The advancement of genetic technologies in the past three decades has spotlighted the urgent need to address genetic discrimination. Genetic discrimination is the differential adverse treatment or unfair profiling of an individual relative to the rest of the population based on actual or presumed genetic information.
If not regulated, genetic discrimination has the potential to infringe on people’s privacy and fundamental freedoms. This in turn may deter people from accessing clinical genetic services and testing based on concerns about how their personal information may be used.
Evidence from a growing number of countries shows that a person’s genetic information can be misused by third parties. A person may be refused employment or insurance based on an assumption that they may develop a life-threatening disease.
New avenues for discrimination
While instances of genetic discrimination have primarily arisen in the context of life insurance, the wider use of genetic testing and data usage in non-health settings has introduced new avenues for discrimination to occur.
Recently, genetic discrimination has taken on many forms, with reports emerging in education, access to property, sports, adoption and crime prevention.
In an effort to prevent genetic discrimination and advance research, the Canadian Parliament adopted the Genetic Non-Discrimination Act (GNDA) in 2017. Broadly understood, the GNDA prohibits the imposition and use of genetic test results as a condition to access goods and services.
The GNDA also makes “genetic characteristics” a prohibited ground for discrimination under the Canadian Human Rights Act and prohibits the use of genetic testing in matters of employment under the Canadian Labour Code.
After a series of revisions, debates and legal challenges, the GNDA was finally confirmed in 2020 by the Supreme Court of Canada.
A modest impact
Our research at McGill University’s Centre of Genomics and Policy investigated the impact of the GNDA. We focused on genetic discrimination in the context of purchasing life insurance coverage from private insurers — an area that has received significant attention in genetic discrimination literature.
We found that the GNDA has had only a modest impact on the underwriting practices of Canadian life insurance companies. The researchers reviewed 16 application forms, accounting for almost 50 per cent of the life insurance companies in Québec.

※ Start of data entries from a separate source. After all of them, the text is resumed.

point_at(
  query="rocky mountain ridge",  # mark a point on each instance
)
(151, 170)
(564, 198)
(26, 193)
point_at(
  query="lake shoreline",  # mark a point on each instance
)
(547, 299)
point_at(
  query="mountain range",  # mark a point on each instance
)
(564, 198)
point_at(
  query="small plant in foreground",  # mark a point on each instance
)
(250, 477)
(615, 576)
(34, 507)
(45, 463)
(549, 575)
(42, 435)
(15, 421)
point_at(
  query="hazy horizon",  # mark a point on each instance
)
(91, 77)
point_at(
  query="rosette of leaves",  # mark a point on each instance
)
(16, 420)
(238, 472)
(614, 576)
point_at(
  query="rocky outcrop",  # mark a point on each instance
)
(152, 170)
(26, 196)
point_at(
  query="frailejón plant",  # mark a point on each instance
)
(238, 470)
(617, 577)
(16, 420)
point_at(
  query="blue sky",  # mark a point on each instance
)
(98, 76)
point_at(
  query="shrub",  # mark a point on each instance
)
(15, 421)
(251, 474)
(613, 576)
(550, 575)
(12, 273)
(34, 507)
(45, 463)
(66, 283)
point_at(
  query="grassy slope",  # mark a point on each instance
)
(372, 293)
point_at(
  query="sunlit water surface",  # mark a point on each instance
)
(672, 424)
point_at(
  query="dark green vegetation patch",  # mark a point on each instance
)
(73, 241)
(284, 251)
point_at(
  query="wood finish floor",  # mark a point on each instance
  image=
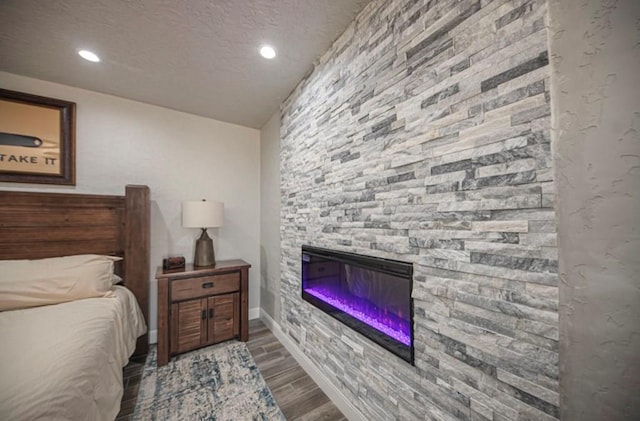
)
(298, 396)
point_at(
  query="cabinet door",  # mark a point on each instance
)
(224, 313)
(188, 325)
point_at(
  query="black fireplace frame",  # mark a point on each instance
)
(388, 266)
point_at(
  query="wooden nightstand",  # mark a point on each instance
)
(201, 306)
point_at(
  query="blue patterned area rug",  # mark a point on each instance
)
(220, 382)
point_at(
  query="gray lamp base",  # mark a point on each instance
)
(204, 255)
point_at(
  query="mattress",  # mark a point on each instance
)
(64, 361)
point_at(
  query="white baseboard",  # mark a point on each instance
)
(335, 394)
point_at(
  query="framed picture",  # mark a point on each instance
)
(37, 139)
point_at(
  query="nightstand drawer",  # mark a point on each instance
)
(185, 289)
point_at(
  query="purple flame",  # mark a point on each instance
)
(387, 323)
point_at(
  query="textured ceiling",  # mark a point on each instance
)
(197, 56)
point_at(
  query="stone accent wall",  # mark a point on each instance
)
(423, 135)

The study demonstrated that, while a small number of companies are taking steps to comply with the GNDA, the impact of the law on the industry as a whole has been limited. Only four companies explicitly stated that applicants should not submit genetic test results.

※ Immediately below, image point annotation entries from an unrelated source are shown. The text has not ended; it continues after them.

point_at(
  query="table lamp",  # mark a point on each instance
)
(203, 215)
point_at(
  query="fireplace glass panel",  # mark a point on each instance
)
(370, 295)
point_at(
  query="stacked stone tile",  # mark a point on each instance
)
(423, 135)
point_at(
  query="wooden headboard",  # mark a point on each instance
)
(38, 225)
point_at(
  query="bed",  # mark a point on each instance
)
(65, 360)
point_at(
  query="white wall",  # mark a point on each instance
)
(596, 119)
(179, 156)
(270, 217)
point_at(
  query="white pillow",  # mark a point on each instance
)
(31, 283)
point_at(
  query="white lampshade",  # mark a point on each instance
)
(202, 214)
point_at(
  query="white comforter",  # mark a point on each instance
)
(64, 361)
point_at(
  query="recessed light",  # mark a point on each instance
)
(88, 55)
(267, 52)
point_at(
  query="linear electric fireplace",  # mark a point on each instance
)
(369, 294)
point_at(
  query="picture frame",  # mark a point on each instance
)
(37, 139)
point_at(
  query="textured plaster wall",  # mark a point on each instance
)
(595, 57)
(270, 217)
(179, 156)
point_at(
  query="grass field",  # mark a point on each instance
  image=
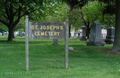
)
(47, 60)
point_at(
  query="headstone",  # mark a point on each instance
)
(74, 34)
(70, 48)
(20, 33)
(83, 37)
(110, 34)
(95, 38)
(55, 42)
(78, 35)
(3, 33)
(0, 34)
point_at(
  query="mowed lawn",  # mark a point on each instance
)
(47, 60)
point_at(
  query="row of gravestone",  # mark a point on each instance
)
(16, 33)
(95, 38)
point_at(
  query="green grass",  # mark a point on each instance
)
(47, 60)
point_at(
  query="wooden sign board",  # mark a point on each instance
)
(39, 30)
(46, 30)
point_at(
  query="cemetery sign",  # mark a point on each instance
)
(45, 30)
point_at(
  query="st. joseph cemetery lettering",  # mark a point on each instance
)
(47, 30)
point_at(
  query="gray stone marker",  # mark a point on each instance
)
(110, 34)
(20, 33)
(3, 33)
(55, 42)
(83, 37)
(95, 38)
(78, 35)
(0, 34)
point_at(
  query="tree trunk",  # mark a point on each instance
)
(10, 36)
(116, 44)
(69, 30)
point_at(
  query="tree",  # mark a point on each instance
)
(89, 13)
(116, 45)
(12, 11)
(113, 7)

The study also confirmed that it is possible for life insurers to circumvent the law by asking broadly phrased questions regarding genetic information that would not qualify as “results,” prompting voluntary submission of genetic results.
Preventing genetic discrimination
While the GNDA marks an important first step in curtailing the spread of genetic discrimination, it appears that further steps will be necessary to prevent it.
Our study also raises fundamental questions about the opacity of the practices of the personal insurance industry in Canada, the limits of data protection legislation and the need to consider the potential discriminatory impact of third parties’ use of predictive health data in general.
We recommend the adoption of provincial regulations to provide more comprehensive protections, beyond those in the GNDA. Inclusive societal conversations and debate are also needed to further identify and design additional safeguards against discrimination.
Ultimately, given the lack of clarity around practices of insurers, there is a need for dialogue with the Canadian Life and Health Insurance Association to encourage greater transparency around the underwriting process.